Tau蛋白与微管结合,在微管的组装和空间组织中起着关键作用。在病理条件下,tau蛋白从微管中分离出来,并倾向于自聚集成可溶性tau低聚物(TauO)、成对的螺旋细丝和神经原纤维缠结。最近的研究表明,TauO是一种有毒的物种,负责tauopathies的播种、繁殖和发展。可以调节TauO形成过程的策略可以帮助减少TauO的毒性并阻止疾病的进展。渗透物是天然存在的小分子量有机化合物,它对蛋白质的适当折叠至关重要,从而影响蛋白质的稳定性和溶解度。因此,渗透物可以作为调节TauO的良好候选者。渗透细胞穿过血脑屏障,充当伴侣,防止蛋白质错误折叠和聚集。在这里,我们研究了不同的脑渗透液对扩增脑源性tau寡聚物(aBDTO)的影响。我们的研究表明,脑渗透细胞对aBDTO的调节是不同的。渗透物山梨醇和甘油磷酸胆碱(GPC)通过将前体tau寡聚物分解成具有不同构象的较小组装物,显示出减少大聚集体形成和积累的潜力。这可能是由于这些渗透物调节聚集的tau的构象,这可能导致其播种潜力的降低。然而,氧化三甲胺(TMAO)已被发现能显著地阻止和清除aBDTO的形成。瓜氨酸不如氧化三甲胺有效,可能影响更多二聚体物种。这些渗透细胞可以成为治疗阿尔茨海默病不可或缺的工具和混合治疗机制的一部分,此外还可以更好地了解tau寡聚化和种子能力。

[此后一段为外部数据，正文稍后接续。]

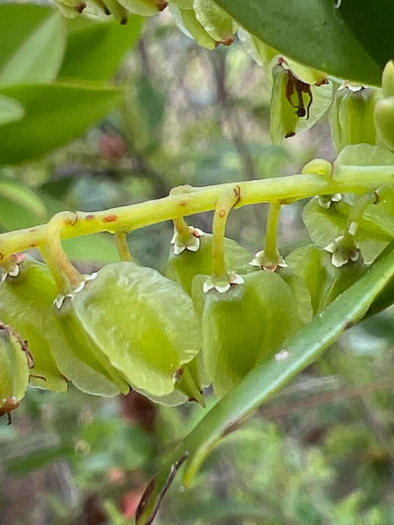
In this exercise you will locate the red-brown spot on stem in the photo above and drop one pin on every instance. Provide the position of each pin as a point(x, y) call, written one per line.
point(80, 7)
point(110, 218)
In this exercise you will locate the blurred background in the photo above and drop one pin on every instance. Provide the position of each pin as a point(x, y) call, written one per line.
point(321, 452)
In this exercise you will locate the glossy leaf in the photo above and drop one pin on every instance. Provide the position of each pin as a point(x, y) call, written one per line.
point(39, 55)
point(284, 119)
point(266, 379)
point(95, 50)
point(87, 352)
point(23, 302)
point(311, 32)
point(10, 110)
point(54, 114)
point(214, 20)
point(125, 312)
point(14, 368)
point(183, 267)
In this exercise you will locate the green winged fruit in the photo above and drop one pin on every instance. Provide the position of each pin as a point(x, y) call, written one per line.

本文章由计算机程序翻译,如有差异,请以英文原文为准。
Tau Oligomers in Alzheimer’s Disease: Modulation Effect of Osmolytes on Amplified Brain-Derived Tau Oligomers

Tau is bound to microtubules and plays a key role in their assembly and spatial organization. Under pathological conditions, tau detaches from the microtubules and develops a propensity to self-aggregate into soluble tau oligomers (TauO), paired helical filaments, and neurofibrillary tangles. Recent studies have revealed that TauO is the toxic species responsible for seeding, propagation, and development of tauopathies. Strategies that can modulate the process of TauO formation can help reduce the toxicity of TauO and stop the progression of the disease. Osmolytes are naturally occurring small-molecular-weight organic compounds, which crucially assist in the proper protein folding and thus impact the stability and solubility of proteins. Therefore, osmolytes can serve as good candidates for modulating TauO. Osmolytes cross the blood-brain barrier and act as chaperons to prevent the proteins from misfolding and aggregation. Here, we investigated the effect of different brain osmolytes against the amplified brain-derived tau oligomer (aBDTO). Our investigations have revealed that the brain osmolytes modulate the aBDTO differentially. The osmolytes sorbitol and glycerophosphocholine (GPC) displayed the potential to reduce the formation and accumulation of large aggregates by disaggregating the precursor tau oligomers into smaller assemblies with varying conformations. This may result from these osmolytes modulating the conformation of aggregated tau, which could lead to reduction in its seeding potential. However, trimethyl amine oxide (TMAO) has been found to prevent and clear out the formation of aBDTO significantly. Citrulline is less effective than TMAO and possibly affects more dimeric species. These osmolytes can become an indispensable tool for the management of Alzheimer’s disease and part of hybrid therapeutic mechanisms, in addition to providing better understanding of tau oligomerization and seeding ability.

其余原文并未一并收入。